Sánchez demands the vote to combat the cultural censorship of the extreme right

“What is coming is the host, guys,” the singer Miguel Ríos explicitly warned. “The only way to stop them is to all go to the polls, because if not, this country will go back after so much blood, sweat and tears shed along the way,” warned actress Marisa Paredes.

Panic spreads among people of cinema and theater, music and other artistic expressions, after Vox, in some of the municipalities where it already governs with the Popular Party, has censored the representation of works by Lope de Vega or Virginia Woolf , the animated film Lightyear, or children’s magazines in Catalan such as Cavall Fort and Camacuc.

And Pedro Sánchez, faced with the fear unleashed in the so-called world of culture by the forecast that the far-right could reach the Government of Spain hand in hand with the PP after 23-J, decided late on Thursday to join the event organized this Friday at the Círculo de Bellas Artes in Madrid to read various manifestos in favor of culture and against censorship.

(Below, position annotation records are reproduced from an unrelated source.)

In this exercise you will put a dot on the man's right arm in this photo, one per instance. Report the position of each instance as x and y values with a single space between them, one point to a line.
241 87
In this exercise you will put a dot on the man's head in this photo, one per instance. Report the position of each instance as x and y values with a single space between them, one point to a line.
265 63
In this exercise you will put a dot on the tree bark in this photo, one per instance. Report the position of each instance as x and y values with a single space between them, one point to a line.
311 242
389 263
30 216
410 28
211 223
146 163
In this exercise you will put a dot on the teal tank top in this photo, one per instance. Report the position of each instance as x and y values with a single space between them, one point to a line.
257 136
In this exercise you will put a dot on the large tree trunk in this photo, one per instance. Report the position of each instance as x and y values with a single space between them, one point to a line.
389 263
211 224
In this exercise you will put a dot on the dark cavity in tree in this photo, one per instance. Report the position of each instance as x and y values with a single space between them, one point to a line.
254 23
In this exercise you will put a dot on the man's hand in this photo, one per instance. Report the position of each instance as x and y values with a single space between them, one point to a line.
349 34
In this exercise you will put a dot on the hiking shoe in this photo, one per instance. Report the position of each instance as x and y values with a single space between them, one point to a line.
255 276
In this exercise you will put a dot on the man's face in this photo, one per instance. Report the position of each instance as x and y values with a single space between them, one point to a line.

Accompanied by the Minister of Culture, Miquel Iceta – who has already taken the opportunity to promote several of the children’s magazines in Catalan banned by Vox at the Burriana Town Hall, in Castellón –, the President of the Government made a few brief statements before the start of the event to highlight that “the best tool to fight against censorship is the vote.”

Sánchez stressed that “freedom of expression and freedom of creation is essential in a democratic society.” But he regretted that since the new town halls that emerged from the elections on May 28 were launched, “we are seeing an impudent exchange of rights for votes, of principles for armchairs”, between the PP and Vox.

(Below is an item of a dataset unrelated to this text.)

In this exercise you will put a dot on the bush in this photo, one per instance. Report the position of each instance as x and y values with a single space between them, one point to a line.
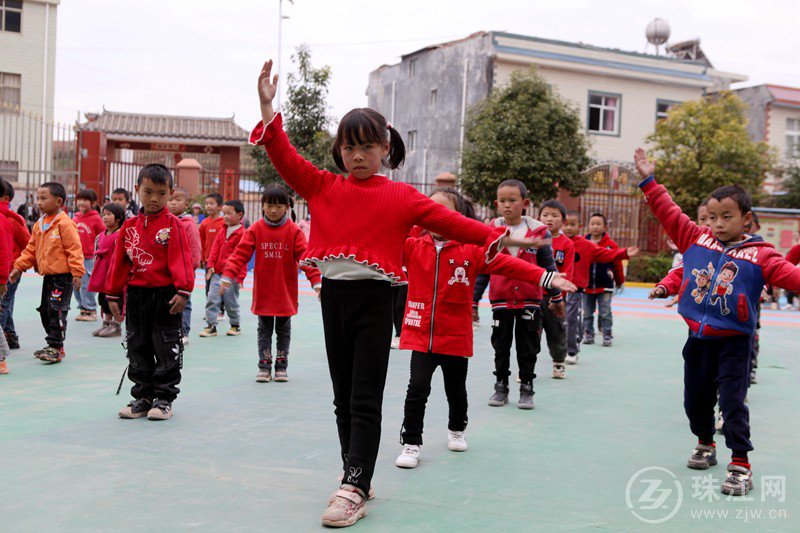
649 268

“Censorship is making its way in municipalities and autonomous communities, where the broadcast of films or the celebration of plays even from a hundred years ago is being prohibited,” warned the also leader of the PSOE. “Something absolutely unthinkable,” he reproached.

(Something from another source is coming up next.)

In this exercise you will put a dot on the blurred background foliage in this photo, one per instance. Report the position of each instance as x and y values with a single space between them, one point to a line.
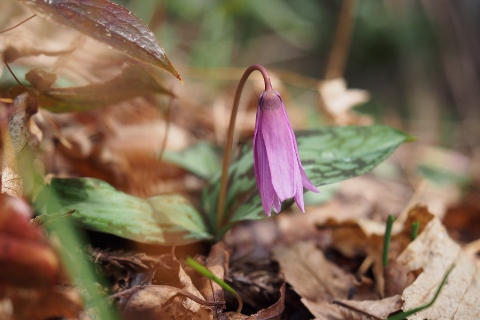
418 59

Sánchez wanted to claim that “no step backwards can be allowed in free creation and free expression, especially of our artists.” “We have to reaffirm our will to continue moving forward,” he encouraged. And he transferred the support of the PSOE to the world of culture, which in his opinion is “threatened” by the government pacts between the PP and Vox.

After his statements, the head of the Executive attended the reading of several of these manifestos by arts professionals, sitting in the front row of the act between the actor Miguel Rellán and the poet Gioconda Belli, who was stripped of Nicaraguan nationality by Daniel Ortega and later nationalized Chilean thanks to the offer made by Gabriel Boric.

Sánchez then returned to Moncloa, where he received precisely the President of the Republic of Chile, Gabriel Boric, with whom he exhibited great political harmony, and later the President of the General Council of the Judiciary and the Supreme Court, Rafael Mozo.

The President of the Government resumes his electoral agenda this Saturday, in the most unusual campaign that is remembered in the PSOE since the candidate hardly stars in rallies. After leaving blank last weekend, to prepare a single face-to-face with Alberto Núñez Feijóo in which he pricked a bone, Sánchez will try to catch his breath, and restore morale to his ranks already in the middle of the campaign, with two rallies, tomorrow in Valencia and on Sunday in Barcelona.